А минуту спустя – подруге:
– Наша шпана в буфет удрала. Пойдем и мы пошамаем…
Эти слова, сказанные на том языке, который считается среди некоторой части нашей молодежи верхом приличий и благовоспитанности и полный словарь которого, кстати сказать, недавно заботливо издан управлением уголовного розыска республики под скромным названием «блатная музыка», окончательно убедили Боброва, что тут стесняться или вернее – «барахолиться» – нечего, и он, вставая вслед за подругами, сказал:
– И я с вами пойду… пошамаю…
Последнее слово он выдавил с большим трудом, но девушки не обратили на это внимания.
Знакомство, таким образом, состоялось. Разве нужно непременно, чтобы кто-то посторонний назвал твою фамилию, твое социальное положение, сколько тебе лет и каково твое отношение к воинской повинности?
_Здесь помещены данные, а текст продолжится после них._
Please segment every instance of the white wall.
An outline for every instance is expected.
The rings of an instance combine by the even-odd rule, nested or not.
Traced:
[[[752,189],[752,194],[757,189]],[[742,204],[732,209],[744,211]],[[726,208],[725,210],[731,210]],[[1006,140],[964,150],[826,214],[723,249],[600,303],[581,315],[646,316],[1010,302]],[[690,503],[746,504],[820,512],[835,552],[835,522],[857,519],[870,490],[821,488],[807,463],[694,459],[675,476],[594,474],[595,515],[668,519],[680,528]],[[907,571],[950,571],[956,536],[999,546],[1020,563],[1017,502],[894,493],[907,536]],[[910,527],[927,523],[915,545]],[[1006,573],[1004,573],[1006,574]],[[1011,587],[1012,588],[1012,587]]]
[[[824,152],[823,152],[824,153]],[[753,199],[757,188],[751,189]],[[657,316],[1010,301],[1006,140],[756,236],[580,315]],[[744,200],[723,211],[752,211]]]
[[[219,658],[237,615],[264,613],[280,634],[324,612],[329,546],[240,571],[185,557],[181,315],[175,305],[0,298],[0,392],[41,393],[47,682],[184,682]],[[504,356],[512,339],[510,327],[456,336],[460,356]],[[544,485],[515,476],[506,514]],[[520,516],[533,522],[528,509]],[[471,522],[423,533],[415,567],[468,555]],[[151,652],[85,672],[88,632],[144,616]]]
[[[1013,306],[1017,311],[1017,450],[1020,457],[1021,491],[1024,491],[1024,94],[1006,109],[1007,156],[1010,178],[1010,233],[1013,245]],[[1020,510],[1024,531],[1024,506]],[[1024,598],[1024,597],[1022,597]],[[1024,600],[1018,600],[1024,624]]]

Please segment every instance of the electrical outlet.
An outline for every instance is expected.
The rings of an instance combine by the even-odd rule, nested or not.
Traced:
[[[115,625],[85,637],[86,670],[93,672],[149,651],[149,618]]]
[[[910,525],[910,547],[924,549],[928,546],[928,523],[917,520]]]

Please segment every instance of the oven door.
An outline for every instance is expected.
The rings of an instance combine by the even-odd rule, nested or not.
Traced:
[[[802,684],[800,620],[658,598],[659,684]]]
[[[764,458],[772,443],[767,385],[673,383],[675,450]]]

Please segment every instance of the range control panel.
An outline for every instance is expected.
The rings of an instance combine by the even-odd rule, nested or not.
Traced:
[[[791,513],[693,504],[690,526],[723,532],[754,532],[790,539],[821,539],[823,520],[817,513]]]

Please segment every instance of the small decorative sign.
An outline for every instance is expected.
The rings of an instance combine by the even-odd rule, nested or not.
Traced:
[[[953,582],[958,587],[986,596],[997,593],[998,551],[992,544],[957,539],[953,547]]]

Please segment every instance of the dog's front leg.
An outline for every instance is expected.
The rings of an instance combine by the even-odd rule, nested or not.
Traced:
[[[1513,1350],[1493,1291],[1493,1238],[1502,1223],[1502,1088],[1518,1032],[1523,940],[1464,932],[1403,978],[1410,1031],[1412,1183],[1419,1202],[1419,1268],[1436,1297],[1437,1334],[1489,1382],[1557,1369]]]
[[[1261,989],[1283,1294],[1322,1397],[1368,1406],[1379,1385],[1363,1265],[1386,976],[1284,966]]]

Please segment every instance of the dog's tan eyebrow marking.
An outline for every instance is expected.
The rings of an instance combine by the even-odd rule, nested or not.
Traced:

Знакомство завязывается в разговоре, знакомство скрепляется в буфете, знакомство, наконец, упрочивается во время игр, заменивших злополучные танцы, знакомство окончательно утверждается, если пойдешь провожать свою новую знакомую до ее дома на Гребешке – кстати сказать, неподалеку от Грабиловки, где живет наш герой.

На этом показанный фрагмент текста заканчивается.